Сквозь колышащуюся туманность проступил оконнный переплет, и она размылась в воздухе без следа.
— Можешь не сомневаться: я знаю, что тебя ожидает в так называемом «реальном» мире. Я знаю про тебя все, и пусть это не унижает тебя. Ведь я не заинтересован в том, чтобы тебя унизить…
— Если Вам ведомы все мои тайны… Кем были родители моей матери? — неожиданно и хрипло спросил полураздавленный Сергей.
— Эта тайна не стоит того, чтобы оставаться тайной. Родители твоей матери… Хм, они были счастливы и умерли в один день… Сгорели заживо в новогоднюю ночь во время очередного запоя. Предварительно выставив твою пятилетнюю мать на улицу — колядовать, то есть побираться.
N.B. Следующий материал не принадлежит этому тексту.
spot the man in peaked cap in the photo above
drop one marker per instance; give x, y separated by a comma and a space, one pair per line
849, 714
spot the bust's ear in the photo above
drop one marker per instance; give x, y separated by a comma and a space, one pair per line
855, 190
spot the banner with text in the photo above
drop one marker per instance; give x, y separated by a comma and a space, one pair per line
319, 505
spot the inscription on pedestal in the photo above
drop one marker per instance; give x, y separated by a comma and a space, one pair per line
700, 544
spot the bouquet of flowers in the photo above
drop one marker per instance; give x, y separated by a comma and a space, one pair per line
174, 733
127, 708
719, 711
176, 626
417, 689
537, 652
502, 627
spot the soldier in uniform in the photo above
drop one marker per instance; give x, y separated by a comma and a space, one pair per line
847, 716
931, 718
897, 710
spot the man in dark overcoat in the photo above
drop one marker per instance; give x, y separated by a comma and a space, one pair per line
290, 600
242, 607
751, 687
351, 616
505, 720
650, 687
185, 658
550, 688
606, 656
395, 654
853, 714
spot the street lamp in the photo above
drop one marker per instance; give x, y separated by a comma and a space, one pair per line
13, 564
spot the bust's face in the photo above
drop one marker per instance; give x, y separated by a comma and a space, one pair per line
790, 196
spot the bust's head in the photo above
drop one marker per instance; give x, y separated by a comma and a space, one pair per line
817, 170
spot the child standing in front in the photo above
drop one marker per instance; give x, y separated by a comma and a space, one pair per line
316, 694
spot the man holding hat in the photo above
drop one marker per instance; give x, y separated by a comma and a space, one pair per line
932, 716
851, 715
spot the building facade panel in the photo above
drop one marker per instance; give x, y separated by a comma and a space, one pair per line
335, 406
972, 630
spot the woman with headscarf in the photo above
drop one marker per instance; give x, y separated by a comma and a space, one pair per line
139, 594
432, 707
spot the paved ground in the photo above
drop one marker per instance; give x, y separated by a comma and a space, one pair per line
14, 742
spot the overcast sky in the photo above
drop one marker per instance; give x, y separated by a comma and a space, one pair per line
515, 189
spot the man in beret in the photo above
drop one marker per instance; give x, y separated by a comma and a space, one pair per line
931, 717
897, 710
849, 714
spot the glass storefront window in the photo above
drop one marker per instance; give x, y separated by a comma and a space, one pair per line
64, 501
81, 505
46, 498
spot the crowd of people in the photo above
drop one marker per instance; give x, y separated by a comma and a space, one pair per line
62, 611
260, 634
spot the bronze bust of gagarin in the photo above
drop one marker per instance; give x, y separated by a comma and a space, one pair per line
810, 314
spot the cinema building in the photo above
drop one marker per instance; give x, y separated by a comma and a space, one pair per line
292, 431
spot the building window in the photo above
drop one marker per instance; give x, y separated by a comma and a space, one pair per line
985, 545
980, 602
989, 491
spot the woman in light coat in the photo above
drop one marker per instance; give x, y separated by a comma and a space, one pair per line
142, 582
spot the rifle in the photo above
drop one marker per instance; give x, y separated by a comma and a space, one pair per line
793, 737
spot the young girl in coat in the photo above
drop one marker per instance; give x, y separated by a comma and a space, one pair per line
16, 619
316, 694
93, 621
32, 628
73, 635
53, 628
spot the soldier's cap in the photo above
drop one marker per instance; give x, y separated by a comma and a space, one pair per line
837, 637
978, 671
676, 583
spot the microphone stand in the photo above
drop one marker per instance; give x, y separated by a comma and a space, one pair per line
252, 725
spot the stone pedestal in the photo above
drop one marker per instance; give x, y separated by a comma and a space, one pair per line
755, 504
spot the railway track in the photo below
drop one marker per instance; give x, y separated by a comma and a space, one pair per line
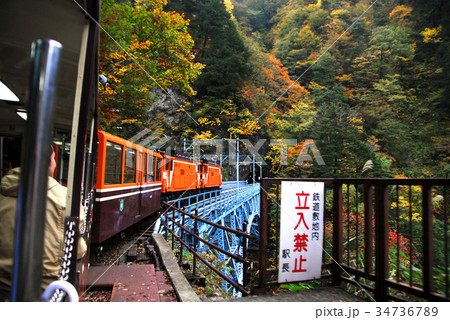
127, 267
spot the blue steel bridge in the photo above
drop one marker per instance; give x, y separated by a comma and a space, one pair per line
235, 206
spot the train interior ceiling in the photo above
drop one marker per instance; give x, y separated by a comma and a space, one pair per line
23, 22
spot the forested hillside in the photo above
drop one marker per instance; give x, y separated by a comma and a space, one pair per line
366, 81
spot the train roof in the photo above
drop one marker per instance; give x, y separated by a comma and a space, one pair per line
21, 23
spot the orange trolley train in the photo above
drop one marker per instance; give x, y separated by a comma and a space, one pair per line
131, 180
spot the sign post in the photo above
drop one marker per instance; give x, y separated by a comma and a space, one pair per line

Подчинясь какому-то нелепому детскому чутью, твоя мать выхватила из кроватки своего пятимесячного братца и взяла его с собою. Потом она так и не смогла найти его, да, честно говоря, и не искала. Какую привязанность заморенное пятилетнее дитя может испытывать к пятимесячному существу, вдобавок создающему одни неудобства? Мокрый орущий сверток быстро изгладился из памяти, превратился в далекую фантасмагорию.
Детей сунули в разные детские дома. Мальчик, несмотря на свою выраженную скверную наследственность, физически был очень крепок — такое случается иногда. Он приглянулся одной бездетной паре. Правдами и неправдами ему сменили отчество и дали новую фамилию. Так он стал Дмитрием Семишкиным…
— Как?!! — подскочил Сергей, сразу придя в себя и вспомнив фамилию, которую так убедительно советовал не вспоминать Петр и которую так долго трепали в прессе в конце восьмидесятых, — Как?!! Ливер?! Людоед?!
— Да. И твой родной дядюшка по матери. Что тут добавить? Гордись родством…
— Ну, знаете!.. Это уж слишком!.. — внезапно крикнул Сергей, и гораздо громче, чем от себя ожидал. Ужас и потрясение в нем вдруг сменились неадекватным бешенством — таким, какого он не знал прежде никогда. Вся подавлявшаяся годами унижений злоба залпом ударила наружу.